System integration, of everything from transportation management systems to accounting software to GPS tracking, is “becoming a critical component of any fleet management operation.” Groves adds that “shipping and freight customers now expect on-demand visibility on the exact location of their assets. They want to be able to see where their products are and how long it will take for them to arrive.”
Taking that a step further, there’s the “Uberization” of trucking that has been in national consumer and business headlines recently. The concept is that technology similar to Uber and other apps that allow city residents to get a ride using their smartphones could be used to match shippers and truckers. With a number of these apps being announced in 2015, look for this concept to potentially expand next year.
And the impact of technology is not limited to computer software or mobile apps. Over the next year, technology will be a watchword throughout trucking. On the equipment side, expect to see even wider adoption of automated mechanical and fully automatic transmissions to save fuel and appeal to a broader spectrum of drivers as well as further electronic integration of truck powertrains. By year’s end, two new highly engineered motor oil specs will be rolled out industry-wide to better protect newer engines and enhance fuel economy. The list will go on — wider use of lighter weight but higher strength materials in trucks and trailers; even lower rolling-resistance tires and further aerodynamic enhancements to predict just three more that will keep fleets calculating potential ROI.
6. Road Work
Keep those cards, letters, phone calls, emails, and tweets coming to lawmakers, because the highway funding issue will bleed into 2016 if not beyond. Yes, at press time it seemed more likely than ever that Congress will pass its first multi-year highway bill since 2009. The full House-Senate conference committee was slated to meet after the Congressional Thanksgiving recess to meld the long-term transportation passed by each chamber — hopefully before the latest short-term funding patch expired on Dec. 4.

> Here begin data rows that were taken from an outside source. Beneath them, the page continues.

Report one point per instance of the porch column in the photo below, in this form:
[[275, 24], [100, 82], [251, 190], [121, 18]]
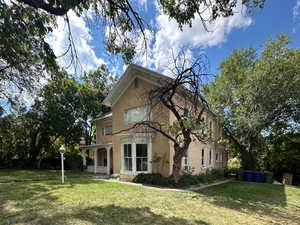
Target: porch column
[[95, 160], [84, 157], [108, 160]]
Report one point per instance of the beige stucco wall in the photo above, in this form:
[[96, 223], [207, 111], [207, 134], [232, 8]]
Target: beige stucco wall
[[134, 96], [162, 150], [100, 138], [195, 148]]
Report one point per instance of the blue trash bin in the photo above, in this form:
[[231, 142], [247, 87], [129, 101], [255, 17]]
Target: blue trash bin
[[248, 176], [258, 177]]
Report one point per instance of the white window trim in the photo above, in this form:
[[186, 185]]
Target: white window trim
[[127, 110], [123, 159], [133, 149], [203, 158], [104, 131], [188, 161]]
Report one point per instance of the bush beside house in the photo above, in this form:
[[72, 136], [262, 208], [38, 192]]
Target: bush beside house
[[184, 181]]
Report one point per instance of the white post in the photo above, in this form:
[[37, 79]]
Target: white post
[[108, 160], [62, 168], [84, 157], [95, 160]]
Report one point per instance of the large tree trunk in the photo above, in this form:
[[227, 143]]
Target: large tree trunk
[[177, 163]]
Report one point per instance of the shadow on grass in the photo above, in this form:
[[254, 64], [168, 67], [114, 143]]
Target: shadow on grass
[[34, 204], [249, 197], [113, 215]]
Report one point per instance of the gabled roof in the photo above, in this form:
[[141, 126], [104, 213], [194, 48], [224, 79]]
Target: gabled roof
[[133, 71], [102, 116]]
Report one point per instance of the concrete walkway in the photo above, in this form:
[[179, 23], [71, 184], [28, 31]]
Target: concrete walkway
[[192, 188]]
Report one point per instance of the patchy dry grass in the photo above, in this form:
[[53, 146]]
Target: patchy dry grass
[[85, 201]]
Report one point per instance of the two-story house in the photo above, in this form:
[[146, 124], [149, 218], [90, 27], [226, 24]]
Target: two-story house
[[136, 151]]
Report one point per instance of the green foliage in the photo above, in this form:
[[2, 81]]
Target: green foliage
[[233, 165], [62, 113], [283, 154], [253, 93], [73, 160], [152, 179], [25, 56], [184, 180]]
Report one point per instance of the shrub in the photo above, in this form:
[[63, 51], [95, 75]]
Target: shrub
[[283, 155], [73, 161], [152, 178], [188, 179], [184, 181]]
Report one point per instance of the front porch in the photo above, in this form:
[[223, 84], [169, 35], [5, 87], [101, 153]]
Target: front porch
[[102, 156]]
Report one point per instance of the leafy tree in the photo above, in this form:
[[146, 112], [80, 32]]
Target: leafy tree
[[62, 113], [253, 93], [25, 57], [182, 96]]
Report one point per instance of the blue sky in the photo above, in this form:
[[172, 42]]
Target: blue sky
[[241, 30]]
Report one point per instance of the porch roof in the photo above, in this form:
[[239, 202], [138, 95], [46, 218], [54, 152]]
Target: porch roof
[[94, 146]]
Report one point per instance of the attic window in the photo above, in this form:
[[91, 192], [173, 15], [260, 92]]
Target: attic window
[[136, 83]]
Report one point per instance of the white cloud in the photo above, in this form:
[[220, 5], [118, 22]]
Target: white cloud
[[296, 10], [59, 42], [169, 39]]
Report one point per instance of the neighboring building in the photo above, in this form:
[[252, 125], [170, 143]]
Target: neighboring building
[[138, 151]]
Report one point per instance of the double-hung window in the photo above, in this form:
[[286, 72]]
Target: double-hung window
[[186, 161], [137, 114], [136, 157], [141, 157], [202, 158], [107, 130], [127, 157]]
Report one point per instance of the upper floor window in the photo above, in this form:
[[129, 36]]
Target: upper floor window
[[137, 114], [202, 158], [210, 129], [186, 161], [107, 130]]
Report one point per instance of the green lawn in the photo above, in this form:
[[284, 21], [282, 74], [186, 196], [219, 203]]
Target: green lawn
[[85, 201]]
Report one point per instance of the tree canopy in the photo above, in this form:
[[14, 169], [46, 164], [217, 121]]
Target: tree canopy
[[61, 114], [26, 58], [254, 92]]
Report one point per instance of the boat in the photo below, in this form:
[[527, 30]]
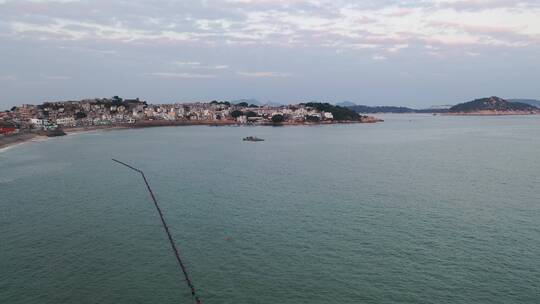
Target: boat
[[252, 138]]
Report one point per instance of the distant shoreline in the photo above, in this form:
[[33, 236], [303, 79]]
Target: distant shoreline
[[13, 140]]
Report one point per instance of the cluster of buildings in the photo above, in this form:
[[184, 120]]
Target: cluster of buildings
[[117, 111]]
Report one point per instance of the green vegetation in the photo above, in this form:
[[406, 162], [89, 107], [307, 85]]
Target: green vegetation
[[339, 113], [491, 104]]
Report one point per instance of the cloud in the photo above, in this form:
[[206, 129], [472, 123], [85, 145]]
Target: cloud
[[384, 26], [200, 66], [56, 77], [7, 78], [264, 74], [179, 75]]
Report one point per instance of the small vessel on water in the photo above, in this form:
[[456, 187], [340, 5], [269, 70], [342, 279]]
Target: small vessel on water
[[252, 138]]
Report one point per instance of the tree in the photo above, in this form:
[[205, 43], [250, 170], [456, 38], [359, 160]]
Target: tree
[[236, 113], [278, 118]]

That may have been wishful thinking, given that funding of the measure itself is the chief difference to be worked out between the two bills. The House and Senate bills employ different funding mechanisms. And while both bills lay out six years of policy dictates, both bills are fully funded for only three years.
Trucking and other stakeholders are not holding back on the message that Congress can do more now to fix the highway funding crunch. For example, last month 40 national associations sent a letter to Congressional leaders urging them to direct the conference committee to forge a final bill that lasts less than six years but “significantly increases surface transportation investment” over its term.
“The resources generated by the House-passed legislation would enable conferees to deliver the highway and public transportation investment levels necessary to support continued economic growth,” the signatories contend. But they point out that the proposed House investment levels would “unfortunately fail to keep pace with the projected annual inflation increases.” And they say that while the Senate’s investment levels exceed the House’s, they would still “barely surpass projected increases in construction materials costs.”
The letter goes on to state that “holding highway and public transportation investment at or below purchasing power levels will not create job growth, reduce traffic congestion, or address the nation’s backlog of needed surface transportation infrastructure improvements.”
So, whether or not a long-term highway bill is signed by year’s end by President Obama, the issue of how much should be spent on highway construction and repairs will likely remain unresolved into next year — and for who knows how long beyond.